The 2016 Energy Trilemma Index ranks countries’ energy performance around the world and provides a framework to benchmark progress. Denmark tops the index.
This year Denmark, Switzerland and Sweden top the Index, with Denmark also achieving the highest score for energy security.
“The Danish Government leads an ambitious but realistic green climate and energy policy, and it is gratifying to see that World Energy Council ranks Denmark number one in the world overall evaluated against essential parameters of energy security, sustainability and access to energy”, says Danish Minister for Energy, Utilities and Climate Lars Chr. Lilleholt.
The Energy Trilemma Index quantifies the energy trilemma and comparatively ranks 125 countries in terms of their ability to provide a secure, affordable, and environmentally sustainable energy system. In addition, countries are awarded a balance score that highlights how well the country manages the trade-offs between the three energy trilemma dimensions and identifies top performing countries with a triple-A score.
This year’s top 10 ranked countries are all European, except New Zealand, and are led by Denmark at rank 1. Eight of the top 10 achieve a triple-A score. This reinforces that (a) countries must perform well across all trilemma dimensions to reach the top of the leader board and (b) it is possible to develop an energy system in which policies work well together to balance the trade-offs among energy security, energy equity, and environmental sustainability. This is demonstrated, for example, through Europe’s long-term, balanced energy policy, particularly the European Union’s energy and climate policies to 2020, which have contributed to the region’s success on the trilemma.
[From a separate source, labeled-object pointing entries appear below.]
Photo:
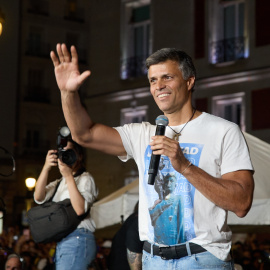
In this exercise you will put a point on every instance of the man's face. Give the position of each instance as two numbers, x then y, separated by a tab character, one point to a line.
13	264
170	91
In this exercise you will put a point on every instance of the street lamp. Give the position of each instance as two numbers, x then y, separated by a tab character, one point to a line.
2	19
30	183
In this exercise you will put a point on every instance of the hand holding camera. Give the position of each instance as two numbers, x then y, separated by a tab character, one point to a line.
67	156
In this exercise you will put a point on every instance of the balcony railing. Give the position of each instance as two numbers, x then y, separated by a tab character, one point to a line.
133	67
227	50
40	49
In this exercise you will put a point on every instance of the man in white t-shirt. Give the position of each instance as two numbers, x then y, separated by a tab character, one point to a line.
206	167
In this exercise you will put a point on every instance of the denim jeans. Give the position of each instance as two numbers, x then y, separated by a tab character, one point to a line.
204	260
76	251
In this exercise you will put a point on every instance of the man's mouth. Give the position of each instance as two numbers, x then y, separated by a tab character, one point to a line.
163	95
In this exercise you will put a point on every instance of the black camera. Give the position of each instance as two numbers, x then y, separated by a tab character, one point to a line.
67	156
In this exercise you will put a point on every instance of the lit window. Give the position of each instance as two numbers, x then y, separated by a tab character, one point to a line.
228	34
134	115
135	40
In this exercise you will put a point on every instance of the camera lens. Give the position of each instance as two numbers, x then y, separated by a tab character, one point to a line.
68	156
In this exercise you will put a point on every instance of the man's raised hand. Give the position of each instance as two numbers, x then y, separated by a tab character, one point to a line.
66	68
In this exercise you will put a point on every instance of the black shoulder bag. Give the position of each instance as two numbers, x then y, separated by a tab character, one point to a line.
52	221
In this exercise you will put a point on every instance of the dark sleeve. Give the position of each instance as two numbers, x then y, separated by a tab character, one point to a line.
133	242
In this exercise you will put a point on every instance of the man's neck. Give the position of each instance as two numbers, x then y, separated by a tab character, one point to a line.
182	117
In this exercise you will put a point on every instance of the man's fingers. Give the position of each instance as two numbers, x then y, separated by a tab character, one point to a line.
84	76
65	52
54	58
60	53
74	55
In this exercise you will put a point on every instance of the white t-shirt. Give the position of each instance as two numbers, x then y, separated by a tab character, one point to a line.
172	211
86	186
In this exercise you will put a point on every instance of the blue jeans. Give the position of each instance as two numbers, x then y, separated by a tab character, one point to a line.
76	251
204	260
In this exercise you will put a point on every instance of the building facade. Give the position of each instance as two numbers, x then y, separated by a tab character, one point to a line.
227	40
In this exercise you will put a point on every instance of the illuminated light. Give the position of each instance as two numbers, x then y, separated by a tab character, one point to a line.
30	183
2	19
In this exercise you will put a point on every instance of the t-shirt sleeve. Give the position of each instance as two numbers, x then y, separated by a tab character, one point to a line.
235	152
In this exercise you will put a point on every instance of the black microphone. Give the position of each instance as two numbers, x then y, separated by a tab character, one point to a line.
161	122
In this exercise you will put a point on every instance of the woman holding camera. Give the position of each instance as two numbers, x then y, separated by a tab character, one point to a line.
78	249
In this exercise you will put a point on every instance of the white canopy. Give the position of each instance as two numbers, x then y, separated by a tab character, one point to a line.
109	210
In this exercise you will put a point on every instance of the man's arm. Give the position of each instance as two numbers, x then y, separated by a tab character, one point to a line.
84	131
233	191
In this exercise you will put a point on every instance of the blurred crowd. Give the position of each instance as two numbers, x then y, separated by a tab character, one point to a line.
34	256
251	252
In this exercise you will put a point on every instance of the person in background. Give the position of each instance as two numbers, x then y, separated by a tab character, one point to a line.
126	251
207	156
78	249
13	262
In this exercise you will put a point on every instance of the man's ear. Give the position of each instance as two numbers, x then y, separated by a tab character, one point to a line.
190	82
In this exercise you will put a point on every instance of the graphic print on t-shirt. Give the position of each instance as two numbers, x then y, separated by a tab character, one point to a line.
171	199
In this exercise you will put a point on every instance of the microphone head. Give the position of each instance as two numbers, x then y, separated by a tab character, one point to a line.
162	120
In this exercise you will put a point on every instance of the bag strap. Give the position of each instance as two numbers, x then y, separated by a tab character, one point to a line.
55	190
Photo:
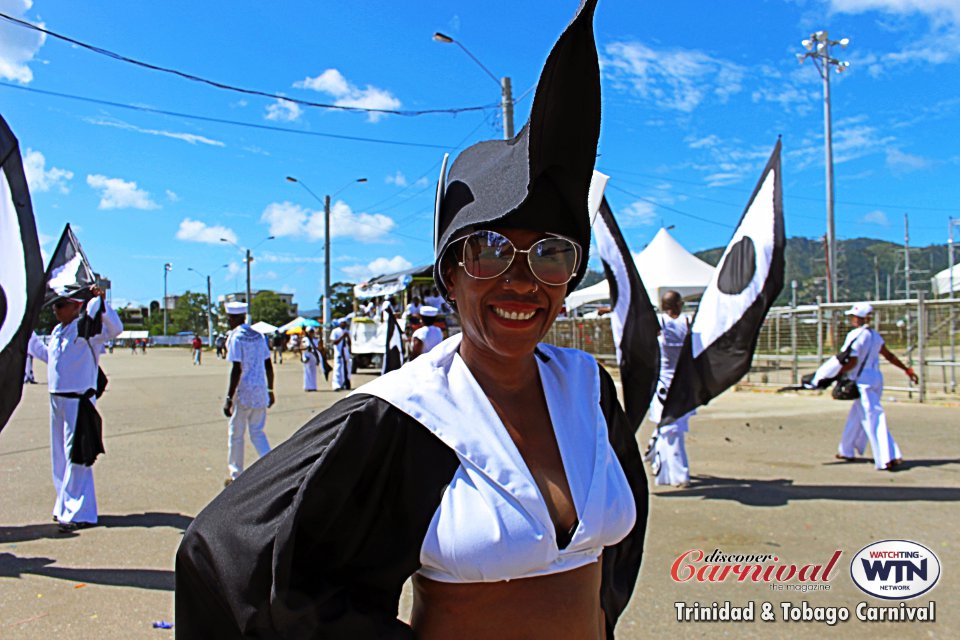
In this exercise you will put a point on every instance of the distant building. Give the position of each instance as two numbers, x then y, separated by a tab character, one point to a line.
241	296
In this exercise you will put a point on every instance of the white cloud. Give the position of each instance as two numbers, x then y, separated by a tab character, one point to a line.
18	46
676	79
346	94
189	138
233	270
116	193
283	111
876	217
41	179
900	162
197	231
398	179
377	267
940	45
288	219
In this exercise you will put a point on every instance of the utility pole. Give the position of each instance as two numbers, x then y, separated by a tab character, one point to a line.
906	255
506	104
166	269
209	314
818	48
326	267
249	259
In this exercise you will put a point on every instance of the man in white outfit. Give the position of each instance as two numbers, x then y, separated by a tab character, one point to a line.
72	357
670	464
340	339
310	356
251	388
428	336
867	420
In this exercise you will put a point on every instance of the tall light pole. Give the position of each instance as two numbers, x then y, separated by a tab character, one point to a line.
247	259
326	242
506	88
166	269
818	49
209	303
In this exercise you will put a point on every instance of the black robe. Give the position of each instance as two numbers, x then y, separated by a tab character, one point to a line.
317	538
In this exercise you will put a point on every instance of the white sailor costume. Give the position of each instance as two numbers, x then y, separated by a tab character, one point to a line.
670	464
867	420
72	366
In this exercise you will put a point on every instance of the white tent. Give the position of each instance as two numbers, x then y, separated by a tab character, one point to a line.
664	264
263	327
941	281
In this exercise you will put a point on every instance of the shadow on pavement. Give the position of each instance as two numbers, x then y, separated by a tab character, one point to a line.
148	519
24	533
780	492
12	566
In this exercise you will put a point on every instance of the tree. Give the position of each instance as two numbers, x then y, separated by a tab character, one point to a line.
268	307
190	314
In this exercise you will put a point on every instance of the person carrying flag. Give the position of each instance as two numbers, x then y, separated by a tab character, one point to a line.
669	453
428	336
72	355
340	339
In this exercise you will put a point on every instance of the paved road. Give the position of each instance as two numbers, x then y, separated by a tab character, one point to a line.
765	482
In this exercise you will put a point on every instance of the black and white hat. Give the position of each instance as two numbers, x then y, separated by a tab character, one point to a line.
541	178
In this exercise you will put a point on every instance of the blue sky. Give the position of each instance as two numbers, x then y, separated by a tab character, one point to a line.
695	93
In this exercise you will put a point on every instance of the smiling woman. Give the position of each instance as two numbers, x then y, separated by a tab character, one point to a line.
499	472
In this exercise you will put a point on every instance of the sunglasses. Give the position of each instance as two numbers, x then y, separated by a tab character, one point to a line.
488	254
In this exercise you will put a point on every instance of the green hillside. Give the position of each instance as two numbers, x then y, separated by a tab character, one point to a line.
856	273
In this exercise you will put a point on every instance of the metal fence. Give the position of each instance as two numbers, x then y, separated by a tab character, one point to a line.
795	340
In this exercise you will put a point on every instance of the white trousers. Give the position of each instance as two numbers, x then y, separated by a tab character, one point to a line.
341	369
245	419
868	422
73	483
670	454
309	372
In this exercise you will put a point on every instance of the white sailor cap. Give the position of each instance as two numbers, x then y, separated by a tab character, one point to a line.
235	308
860	309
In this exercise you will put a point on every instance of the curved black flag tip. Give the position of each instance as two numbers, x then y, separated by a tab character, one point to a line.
21	272
749	277
69	274
633	319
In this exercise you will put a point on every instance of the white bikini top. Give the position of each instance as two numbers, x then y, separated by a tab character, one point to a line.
492	523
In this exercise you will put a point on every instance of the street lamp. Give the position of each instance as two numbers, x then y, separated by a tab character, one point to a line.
506	90
818	49
326	241
209	302
248	259
167	268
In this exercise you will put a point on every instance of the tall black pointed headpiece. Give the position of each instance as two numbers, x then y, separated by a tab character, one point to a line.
541	178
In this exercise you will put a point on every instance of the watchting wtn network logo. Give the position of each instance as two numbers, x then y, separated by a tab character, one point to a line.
895	569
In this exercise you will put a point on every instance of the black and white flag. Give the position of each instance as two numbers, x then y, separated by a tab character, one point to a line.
21	272
69	274
393	350
749	277
632	319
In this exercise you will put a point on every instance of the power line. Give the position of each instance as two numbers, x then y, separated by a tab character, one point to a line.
792	197
236	123
236	89
663	206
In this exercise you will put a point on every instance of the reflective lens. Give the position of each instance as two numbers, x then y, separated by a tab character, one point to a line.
488	254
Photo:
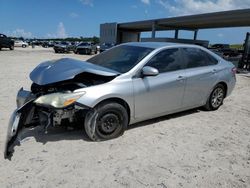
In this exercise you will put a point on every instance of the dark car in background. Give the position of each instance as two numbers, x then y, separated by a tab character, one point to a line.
106	46
86	48
47	44
6	42
63	47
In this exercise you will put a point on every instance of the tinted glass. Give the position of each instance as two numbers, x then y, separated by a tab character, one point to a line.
198	58
167	60
121	58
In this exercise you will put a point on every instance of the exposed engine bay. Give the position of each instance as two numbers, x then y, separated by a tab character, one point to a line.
52	100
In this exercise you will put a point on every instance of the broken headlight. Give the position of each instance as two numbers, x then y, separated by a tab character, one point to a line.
58	100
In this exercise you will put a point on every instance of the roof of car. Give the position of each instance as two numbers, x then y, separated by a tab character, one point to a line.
156	45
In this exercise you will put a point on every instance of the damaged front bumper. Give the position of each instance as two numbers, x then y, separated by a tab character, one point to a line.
32	112
17	120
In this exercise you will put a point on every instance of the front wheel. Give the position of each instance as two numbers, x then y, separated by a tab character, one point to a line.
106	121
216	98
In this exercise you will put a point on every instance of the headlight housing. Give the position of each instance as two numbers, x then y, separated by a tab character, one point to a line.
58	100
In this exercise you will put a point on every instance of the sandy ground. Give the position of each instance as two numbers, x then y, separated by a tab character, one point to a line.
190	149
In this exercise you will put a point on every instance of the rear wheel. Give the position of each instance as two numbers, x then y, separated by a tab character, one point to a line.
106	121
216	98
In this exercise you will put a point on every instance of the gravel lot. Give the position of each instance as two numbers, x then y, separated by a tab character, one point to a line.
189	149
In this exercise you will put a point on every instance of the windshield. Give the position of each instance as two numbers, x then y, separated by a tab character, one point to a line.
64	43
84	44
121	58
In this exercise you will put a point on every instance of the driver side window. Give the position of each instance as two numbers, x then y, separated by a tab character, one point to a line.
167	60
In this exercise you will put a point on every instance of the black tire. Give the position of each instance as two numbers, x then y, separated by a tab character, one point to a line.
106	121
216	97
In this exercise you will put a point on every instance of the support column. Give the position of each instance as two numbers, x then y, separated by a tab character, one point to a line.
195	34
176	34
153	30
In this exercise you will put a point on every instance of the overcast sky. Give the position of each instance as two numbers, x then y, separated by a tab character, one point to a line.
69	18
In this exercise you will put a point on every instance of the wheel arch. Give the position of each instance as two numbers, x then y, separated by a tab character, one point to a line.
225	86
119	101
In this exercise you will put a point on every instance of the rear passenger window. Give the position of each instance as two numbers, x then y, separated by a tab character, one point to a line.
167	60
195	57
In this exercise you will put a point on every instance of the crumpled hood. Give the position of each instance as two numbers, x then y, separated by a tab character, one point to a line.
65	69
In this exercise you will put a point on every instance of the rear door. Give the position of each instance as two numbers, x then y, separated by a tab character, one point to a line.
201	75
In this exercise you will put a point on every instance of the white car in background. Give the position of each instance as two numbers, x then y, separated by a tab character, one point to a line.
20	43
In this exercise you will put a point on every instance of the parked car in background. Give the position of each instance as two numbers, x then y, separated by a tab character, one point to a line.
86	48
6	42
129	83
106	46
20	43
63	47
47	44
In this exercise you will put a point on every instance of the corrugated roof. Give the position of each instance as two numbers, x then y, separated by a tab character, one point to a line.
233	18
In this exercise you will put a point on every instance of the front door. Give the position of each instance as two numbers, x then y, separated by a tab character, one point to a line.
161	94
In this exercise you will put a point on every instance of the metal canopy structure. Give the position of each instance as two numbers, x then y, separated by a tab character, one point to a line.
234	18
131	31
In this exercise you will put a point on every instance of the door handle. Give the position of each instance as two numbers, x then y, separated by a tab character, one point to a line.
214	71
180	78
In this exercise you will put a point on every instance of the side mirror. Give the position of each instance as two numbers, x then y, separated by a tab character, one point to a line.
149	71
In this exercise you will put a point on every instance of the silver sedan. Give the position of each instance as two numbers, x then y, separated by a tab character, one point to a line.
129	83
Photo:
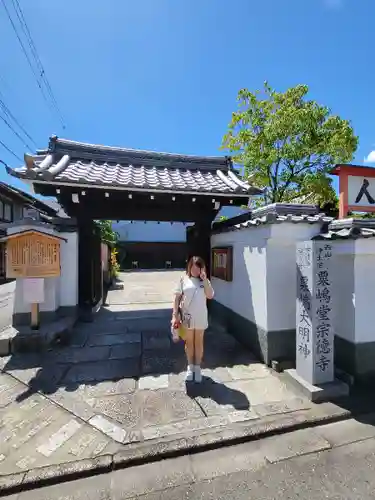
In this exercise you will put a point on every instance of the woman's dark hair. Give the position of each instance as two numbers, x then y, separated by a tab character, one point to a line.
198	261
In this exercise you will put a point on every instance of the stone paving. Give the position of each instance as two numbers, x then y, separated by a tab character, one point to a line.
121	380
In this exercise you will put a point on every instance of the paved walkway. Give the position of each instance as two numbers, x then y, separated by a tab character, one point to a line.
121	381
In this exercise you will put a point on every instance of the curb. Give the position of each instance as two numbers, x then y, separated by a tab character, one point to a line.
155	450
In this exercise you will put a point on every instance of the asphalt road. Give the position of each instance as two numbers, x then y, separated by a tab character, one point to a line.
255	470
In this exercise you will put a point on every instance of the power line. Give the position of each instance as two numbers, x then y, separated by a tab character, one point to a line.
10	151
52	103
34	50
8	113
15	132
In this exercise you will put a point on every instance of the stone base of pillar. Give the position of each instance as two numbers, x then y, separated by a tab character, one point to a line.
317	393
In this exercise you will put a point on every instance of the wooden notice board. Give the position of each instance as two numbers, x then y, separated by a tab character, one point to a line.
222	263
33	254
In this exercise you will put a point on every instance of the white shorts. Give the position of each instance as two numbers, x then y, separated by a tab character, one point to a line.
198	320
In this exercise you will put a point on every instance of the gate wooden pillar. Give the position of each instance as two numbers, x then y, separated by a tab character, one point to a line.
198	240
89	264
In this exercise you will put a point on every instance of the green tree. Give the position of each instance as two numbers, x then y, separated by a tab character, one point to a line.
106	231
288	144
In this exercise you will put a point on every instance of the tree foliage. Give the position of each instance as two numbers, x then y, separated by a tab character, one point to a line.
106	231
288	144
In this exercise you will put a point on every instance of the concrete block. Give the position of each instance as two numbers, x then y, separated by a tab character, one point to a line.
317	393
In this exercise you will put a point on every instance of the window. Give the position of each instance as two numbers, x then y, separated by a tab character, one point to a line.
7	212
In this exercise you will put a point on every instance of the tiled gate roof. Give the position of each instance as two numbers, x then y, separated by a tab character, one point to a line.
74	163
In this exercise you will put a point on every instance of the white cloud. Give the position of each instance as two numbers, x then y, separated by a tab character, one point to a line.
370	158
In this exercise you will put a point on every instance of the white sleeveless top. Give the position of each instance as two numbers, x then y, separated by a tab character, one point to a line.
194	301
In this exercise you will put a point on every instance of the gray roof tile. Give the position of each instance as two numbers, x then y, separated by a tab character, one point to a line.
272	218
87	164
348	229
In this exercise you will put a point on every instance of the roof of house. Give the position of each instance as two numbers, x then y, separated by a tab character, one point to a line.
26	198
72	163
276	213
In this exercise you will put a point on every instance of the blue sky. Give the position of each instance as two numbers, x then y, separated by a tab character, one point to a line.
164	74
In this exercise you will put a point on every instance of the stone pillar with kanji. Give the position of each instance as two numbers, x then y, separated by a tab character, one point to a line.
315	372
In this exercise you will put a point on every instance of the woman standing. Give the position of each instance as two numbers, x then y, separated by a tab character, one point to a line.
190	308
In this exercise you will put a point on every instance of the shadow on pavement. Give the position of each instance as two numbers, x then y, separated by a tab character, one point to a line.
119	345
218	392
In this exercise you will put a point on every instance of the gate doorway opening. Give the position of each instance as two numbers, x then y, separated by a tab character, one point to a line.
93	182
“I am pleased to see that 9 out of 10 countries in the top of the index are European. In my perspective, it underscores one of the most crucial priorities in the Danish government’s energy policy. We must have a strong regional approach, so we can enable our location in the European energy system in order to share for instance surplus electricity to our neighboring countries and simultaneously ensure that we have ample access to production from our neighboring countries, for instance when we cannot gain energy from wind turbine production”, says the minister.